L'industrie aéronautique veut des "démonstrateurs" d'avions militaires (Gifas)

Par Fabrice Gliszczynski  |   |  665  mots
Le nEUROn, le drone de combat furtif de Dassault Aviation
Dans le cadre de la prochaine loi de programmation militaire 2019-2025, le Groupement des industries françaises aéronautiques et spatiales (Gifas) réclame une politique de "démonstrateurs". Ces modèles grandeur nature permettraient de valider les concepts et lever les risques avant le lancement de grands programmes d'avions ou de drones militaires.

En cours d'élaboration, la prochaine loi de programmation militaire (LPM) pour la période 2019-2025 exprimera le renforcement du budget de la Défense souhaité par Emmanuel Macron, lequel a décidé de porter l'effort de défense à 2% du PIB à l'horizon 2025. Une décision saluée par Eric Trappier, le président du Gifas (Groupement des industries françaises de l'aéronautique et de l'espace) et PDG de Dassault Aviation, lors de la présentation des vœux du Gifas à la presse.

De gros enjeux pour préparer l'avion de combat de demain

Si cette "LPM" aura pour objectif a priori de régénérer le potentiel des armées et préparer le renouvellement de la dissuasion nucléaire, elle devra également, aux yeux d'Eric Trappier, "préparer le futur, en particulier dans l'aviation de combat et en coopération".

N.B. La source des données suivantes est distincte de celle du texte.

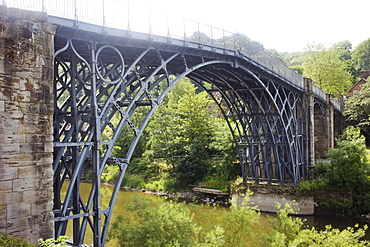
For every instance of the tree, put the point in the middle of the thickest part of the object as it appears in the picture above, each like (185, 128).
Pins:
(181, 132)
(361, 56)
(349, 167)
(326, 70)
(344, 50)
(358, 110)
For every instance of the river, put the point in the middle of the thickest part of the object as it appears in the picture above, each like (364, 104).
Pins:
(124, 197)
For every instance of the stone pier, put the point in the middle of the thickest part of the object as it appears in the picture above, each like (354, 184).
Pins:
(26, 124)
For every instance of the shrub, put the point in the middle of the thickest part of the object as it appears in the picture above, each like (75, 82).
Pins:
(8, 240)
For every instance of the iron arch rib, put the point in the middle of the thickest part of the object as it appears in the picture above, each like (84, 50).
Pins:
(96, 83)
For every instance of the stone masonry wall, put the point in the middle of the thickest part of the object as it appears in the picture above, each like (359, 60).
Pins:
(26, 119)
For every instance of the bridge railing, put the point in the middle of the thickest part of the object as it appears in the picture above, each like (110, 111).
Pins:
(122, 14)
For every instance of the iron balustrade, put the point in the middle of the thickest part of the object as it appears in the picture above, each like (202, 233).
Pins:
(128, 16)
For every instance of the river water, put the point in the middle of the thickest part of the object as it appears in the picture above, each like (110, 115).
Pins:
(125, 197)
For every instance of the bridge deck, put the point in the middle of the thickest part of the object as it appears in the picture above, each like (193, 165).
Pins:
(210, 191)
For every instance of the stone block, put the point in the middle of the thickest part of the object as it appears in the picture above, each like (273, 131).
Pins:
(11, 139)
(18, 210)
(10, 198)
(2, 216)
(28, 172)
(9, 148)
(25, 184)
(8, 173)
(6, 186)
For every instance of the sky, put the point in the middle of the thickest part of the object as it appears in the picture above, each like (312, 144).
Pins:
(283, 25)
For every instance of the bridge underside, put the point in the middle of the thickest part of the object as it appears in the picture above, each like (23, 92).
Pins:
(100, 78)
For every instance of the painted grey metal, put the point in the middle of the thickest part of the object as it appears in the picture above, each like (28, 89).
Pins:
(99, 78)
(102, 74)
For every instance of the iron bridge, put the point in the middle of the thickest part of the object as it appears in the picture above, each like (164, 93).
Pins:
(104, 73)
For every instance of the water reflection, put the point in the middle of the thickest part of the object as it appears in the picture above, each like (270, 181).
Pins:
(125, 197)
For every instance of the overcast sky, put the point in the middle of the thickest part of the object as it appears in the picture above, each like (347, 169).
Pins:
(283, 25)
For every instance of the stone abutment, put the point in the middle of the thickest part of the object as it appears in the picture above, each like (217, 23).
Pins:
(26, 124)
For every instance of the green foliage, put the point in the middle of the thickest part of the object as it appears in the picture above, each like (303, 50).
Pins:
(285, 228)
(184, 135)
(327, 70)
(358, 109)
(163, 223)
(133, 181)
(110, 174)
(361, 55)
(61, 241)
(156, 224)
(8, 240)
(239, 222)
(289, 231)
(349, 167)
(348, 170)
(331, 237)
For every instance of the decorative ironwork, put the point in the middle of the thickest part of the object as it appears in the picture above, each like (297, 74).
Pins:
(96, 83)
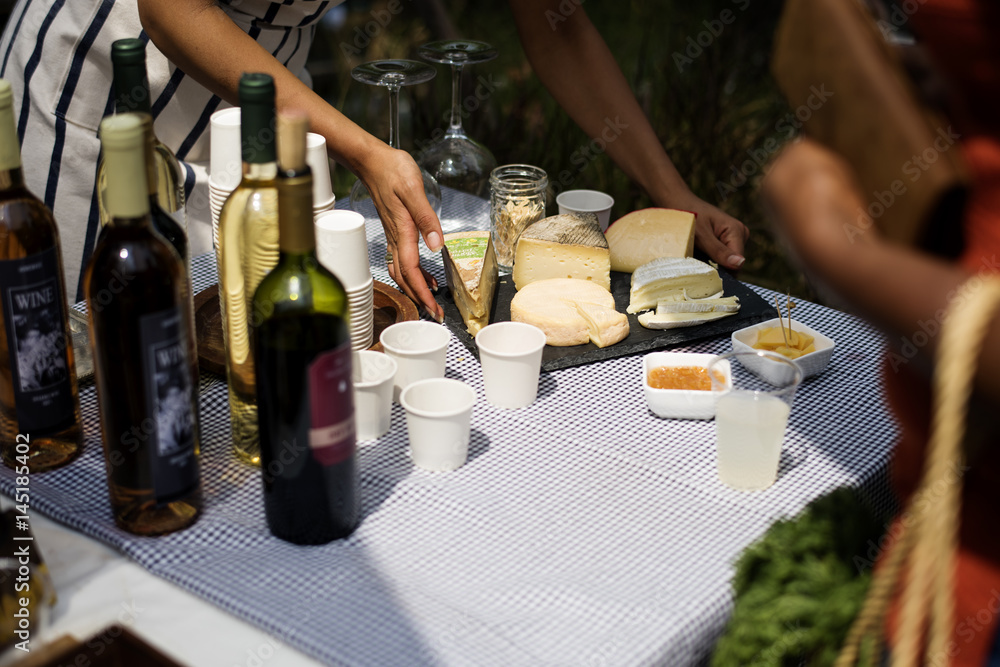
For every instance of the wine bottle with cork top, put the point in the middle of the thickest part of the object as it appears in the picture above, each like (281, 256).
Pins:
(131, 89)
(142, 339)
(39, 405)
(303, 359)
(247, 249)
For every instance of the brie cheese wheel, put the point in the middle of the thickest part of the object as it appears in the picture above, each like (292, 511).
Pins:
(470, 267)
(671, 278)
(642, 236)
(563, 246)
(570, 311)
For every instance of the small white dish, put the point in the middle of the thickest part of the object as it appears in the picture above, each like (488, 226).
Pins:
(681, 403)
(811, 364)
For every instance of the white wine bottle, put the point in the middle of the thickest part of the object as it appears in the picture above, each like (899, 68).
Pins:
(141, 338)
(128, 62)
(303, 356)
(246, 251)
(39, 405)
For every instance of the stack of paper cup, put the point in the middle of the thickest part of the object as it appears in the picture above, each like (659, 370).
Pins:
(225, 168)
(343, 249)
(319, 164)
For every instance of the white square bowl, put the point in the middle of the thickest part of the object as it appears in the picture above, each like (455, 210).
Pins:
(811, 364)
(681, 403)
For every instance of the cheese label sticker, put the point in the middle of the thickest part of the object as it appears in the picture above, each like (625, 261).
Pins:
(468, 248)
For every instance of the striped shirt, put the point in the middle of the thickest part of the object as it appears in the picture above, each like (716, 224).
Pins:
(60, 51)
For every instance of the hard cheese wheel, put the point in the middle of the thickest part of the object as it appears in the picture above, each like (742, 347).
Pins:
(570, 312)
(642, 236)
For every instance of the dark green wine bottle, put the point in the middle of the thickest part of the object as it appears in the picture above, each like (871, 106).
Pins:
(302, 352)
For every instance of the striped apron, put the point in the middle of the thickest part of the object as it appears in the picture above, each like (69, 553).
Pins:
(60, 51)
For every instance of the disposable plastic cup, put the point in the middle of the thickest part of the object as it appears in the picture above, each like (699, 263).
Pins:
(438, 415)
(511, 357)
(419, 348)
(750, 419)
(319, 164)
(587, 201)
(225, 166)
(342, 247)
(372, 374)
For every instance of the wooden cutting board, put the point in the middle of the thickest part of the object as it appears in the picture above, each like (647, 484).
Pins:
(391, 306)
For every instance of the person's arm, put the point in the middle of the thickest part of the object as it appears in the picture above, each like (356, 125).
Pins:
(572, 60)
(813, 196)
(199, 38)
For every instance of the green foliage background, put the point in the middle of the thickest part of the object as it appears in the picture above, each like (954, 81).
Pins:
(711, 113)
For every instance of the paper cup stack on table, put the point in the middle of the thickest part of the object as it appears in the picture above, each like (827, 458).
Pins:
(319, 164)
(419, 348)
(511, 356)
(225, 168)
(438, 414)
(343, 249)
(373, 374)
(587, 201)
(750, 418)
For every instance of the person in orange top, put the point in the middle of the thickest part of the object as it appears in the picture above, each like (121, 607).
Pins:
(905, 291)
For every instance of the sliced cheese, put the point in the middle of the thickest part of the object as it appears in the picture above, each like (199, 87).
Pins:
(563, 246)
(669, 277)
(607, 326)
(555, 307)
(652, 320)
(728, 304)
(470, 266)
(642, 236)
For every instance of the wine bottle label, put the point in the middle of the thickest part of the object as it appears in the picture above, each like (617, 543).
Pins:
(331, 406)
(34, 318)
(170, 401)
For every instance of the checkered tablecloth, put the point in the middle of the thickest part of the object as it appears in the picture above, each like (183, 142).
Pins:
(582, 531)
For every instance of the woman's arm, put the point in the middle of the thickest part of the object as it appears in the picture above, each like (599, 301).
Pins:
(572, 60)
(814, 197)
(199, 38)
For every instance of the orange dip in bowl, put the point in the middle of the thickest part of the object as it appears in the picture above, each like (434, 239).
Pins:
(680, 377)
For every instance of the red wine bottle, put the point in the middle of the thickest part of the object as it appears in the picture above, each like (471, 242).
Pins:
(302, 352)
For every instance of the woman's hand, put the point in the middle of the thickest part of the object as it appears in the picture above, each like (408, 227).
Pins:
(721, 236)
(397, 190)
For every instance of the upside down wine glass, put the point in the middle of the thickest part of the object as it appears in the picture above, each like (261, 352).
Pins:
(393, 74)
(455, 159)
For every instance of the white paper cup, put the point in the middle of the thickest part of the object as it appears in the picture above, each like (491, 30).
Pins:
(319, 164)
(372, 373)
(225, 165)
(587, 201)
(511, 357)
(438, 415)
(419, 348)
(342, 247)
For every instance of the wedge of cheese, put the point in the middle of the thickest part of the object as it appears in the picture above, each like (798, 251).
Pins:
(470, 267)
(671, 278)
(571, 312)
(642, 236)
(563, 246)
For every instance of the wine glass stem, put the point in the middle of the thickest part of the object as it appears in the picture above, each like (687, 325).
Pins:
(456, 93)
(394, 116)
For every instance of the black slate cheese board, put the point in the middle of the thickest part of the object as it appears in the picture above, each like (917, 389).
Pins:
(753, 310)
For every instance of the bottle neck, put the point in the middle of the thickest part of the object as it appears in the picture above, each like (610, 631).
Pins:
(296, 234)
(131, 88)
(11, 175)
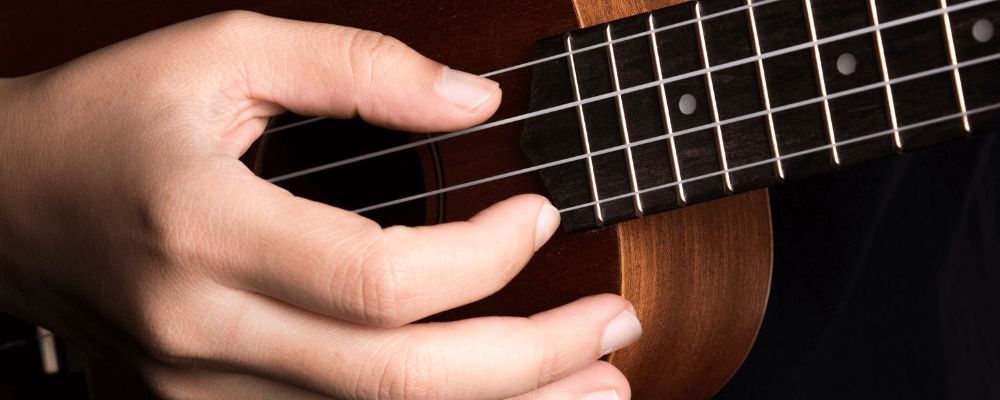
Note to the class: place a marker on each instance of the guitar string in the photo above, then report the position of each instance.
(713, 125)
(568, 53)
(675, 78)
(876, 135)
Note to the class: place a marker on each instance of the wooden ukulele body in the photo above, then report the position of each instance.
(698, 276)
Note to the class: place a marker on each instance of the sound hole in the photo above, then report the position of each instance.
(351, 186)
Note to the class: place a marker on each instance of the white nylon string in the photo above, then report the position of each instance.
(522, 117)
(574, 51)
(791, 155)
(763, 113)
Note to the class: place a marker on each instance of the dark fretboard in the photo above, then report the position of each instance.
(728, 96)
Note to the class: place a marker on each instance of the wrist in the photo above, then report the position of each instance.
(10, 290)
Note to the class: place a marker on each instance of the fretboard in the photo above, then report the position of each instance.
(705, 99)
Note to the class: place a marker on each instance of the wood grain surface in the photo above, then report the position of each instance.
(698, 277)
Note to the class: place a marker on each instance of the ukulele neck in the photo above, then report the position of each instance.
(704, 99)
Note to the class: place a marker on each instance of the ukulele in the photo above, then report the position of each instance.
(663, 109)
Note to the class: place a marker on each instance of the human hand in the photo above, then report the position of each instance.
(128, 226)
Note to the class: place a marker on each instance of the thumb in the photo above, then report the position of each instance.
(329, 70)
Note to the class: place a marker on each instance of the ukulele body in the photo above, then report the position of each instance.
(698, 276)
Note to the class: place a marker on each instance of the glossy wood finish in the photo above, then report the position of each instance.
(744, 113)
(698, 277)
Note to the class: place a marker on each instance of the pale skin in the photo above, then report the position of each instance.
(129, 227)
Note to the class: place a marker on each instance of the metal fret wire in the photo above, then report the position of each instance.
(957, 77)
(992, 107)
(779, 168)
(662, 91)
(817, 60)
(522, 117)
(598, 216)
(620, 103)
(896, 139)
(719, 142)
(558, 56)
(790, 106)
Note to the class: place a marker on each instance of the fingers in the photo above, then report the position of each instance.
(172, 383)
(339, 264)
(599, 381)
(322, 69)
(482, 358)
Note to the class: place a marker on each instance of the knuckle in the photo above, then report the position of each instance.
(165, 385)
(231, 21)
(169, 346)
(169, 337)
(369, 52)
(379, 285)
(550, 362)
(408, 375)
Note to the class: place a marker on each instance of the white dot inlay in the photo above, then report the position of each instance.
(982, 31)
(687, 104)
(847, 64)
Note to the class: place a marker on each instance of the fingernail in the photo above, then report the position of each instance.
(465, 89)
(622, 331)
(609, 394)
(548, 221)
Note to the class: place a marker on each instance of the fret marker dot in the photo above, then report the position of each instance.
(847, 64)
(982, 31)
(687, 104)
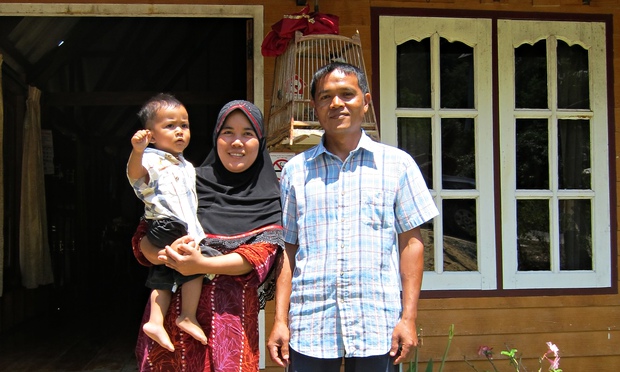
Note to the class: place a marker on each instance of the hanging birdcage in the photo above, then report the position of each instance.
(292, 119)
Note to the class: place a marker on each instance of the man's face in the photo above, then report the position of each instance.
(339, 103)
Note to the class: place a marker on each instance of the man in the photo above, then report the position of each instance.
(350, 205)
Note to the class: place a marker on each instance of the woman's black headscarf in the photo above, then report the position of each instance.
(233, 203)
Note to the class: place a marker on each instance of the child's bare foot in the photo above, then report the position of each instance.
(158, 334)
(192, 327)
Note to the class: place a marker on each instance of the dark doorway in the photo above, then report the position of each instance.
(94, 73)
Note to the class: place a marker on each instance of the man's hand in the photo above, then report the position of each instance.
(278, 344)
(404, 342)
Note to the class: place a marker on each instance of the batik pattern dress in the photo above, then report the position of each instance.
(227, 311)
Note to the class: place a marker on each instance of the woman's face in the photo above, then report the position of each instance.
(237, 143)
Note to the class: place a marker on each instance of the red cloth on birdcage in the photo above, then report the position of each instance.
(307, 23)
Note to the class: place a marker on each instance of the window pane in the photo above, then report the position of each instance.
(573, 77)
(574, 154)
(458, 159)
(456, 75)
(460, 245)
(531, 75)
(533, 249)
(532, 154)
(414, 74)
(576, 235)
(414, 136)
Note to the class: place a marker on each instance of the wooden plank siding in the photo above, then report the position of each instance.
(585, 327)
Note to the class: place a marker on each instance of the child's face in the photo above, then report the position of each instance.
(170, 130)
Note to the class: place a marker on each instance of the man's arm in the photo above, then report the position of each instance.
(405, 334)
(280, 334)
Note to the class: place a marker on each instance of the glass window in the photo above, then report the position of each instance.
(538, 139)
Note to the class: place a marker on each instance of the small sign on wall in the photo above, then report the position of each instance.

Pour bien préparer l'avenir, le Gifas plaide sur la nécessité de développer des « démonstrateurs », des appareils à grandeur nature qui servent de cobaye pour valider des technologies et des concepts avant le lancement de nouveaux programmes.

« Nous espérons que l'amélioration des budgets permettra de mener une politique de démonstrateurs », a déclaré Eric Trappier: « Dans l'aéronautique, pour montrer que les concepts fonctionnent, il faut absolument avoir une boucle permanente entre les études en amont et la vérification en vol par des démonstrateurs (...). Le démonstrateur doit pouvoir montrer les bases de ce que peut faire l'industrie et de ce que pourra faire la technologie dans 15 ans », a-t-il insisté.

Montants modestes

Pour Eric Trappier, se priver des démonstrateurs et passer directement des études papier au lancement d'un programme est en effet extrêmement risqué pour les industriels. Surtout s'il leur est demandé de s'engager à 100% sur la performance de l'appareil. En cas de difficultés sur le programme, ils se retrouveront en effet dans une position délicate, et les pouvoirs publics aussi. Les déboires rencontrés par l'avion de transport A400M et les montants pharaoniques pour remettre le programme en selle (10 milliards de surcoûts) constituent un bon exemple.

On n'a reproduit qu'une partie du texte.